I groan inwardly and then, when I explore further, outwardly. We have the list of drugs she reckons she’s taking, the list of drugs already on her repeat medication template, and the list of drugs recorded at her last appointment with the shrinkiatrist.
And guess what? They don’t tally. And simply reading through each list has already used up the time allocated for the appointment.
I try stalling, but she says, ‘I must have them today, doctor,’ in the tone of someone who knows that anything less would require a tantrum/threats of coming over all suicidal.
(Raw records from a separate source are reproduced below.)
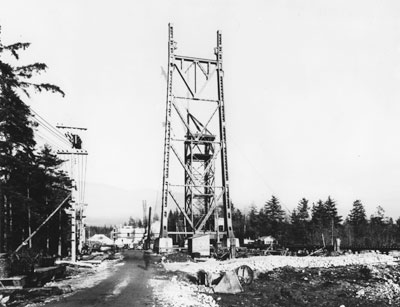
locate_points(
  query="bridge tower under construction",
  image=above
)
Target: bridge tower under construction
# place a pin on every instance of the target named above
(195, 168)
Muttering barely-concealed obscenities, I look back at the lists.
Of the few drugs that do match up, the strengths aren’t the same, or if they are, the dosage regimes aren’t.
In desperation, I phone her care worker, then her CPN, then, finally, her psychiatrist. After half an hour, I have managed to knock together a regime of drugs they rubber-stamp, and one which makes some sort of therapeutic sense. It could still floor a psychotic bullock, though, and the consultation has certainly floored me.
Exhausted, I set up the new repeat templates and finally print off the prescription, which takes another five minutes.
I hand it over, expecting her to say, ‘Thanks, doc.’
But she doesn’t. What she does say is, ‘Anyway, I don’t think the medication’s working.’
And that’s when I reach for the pistol.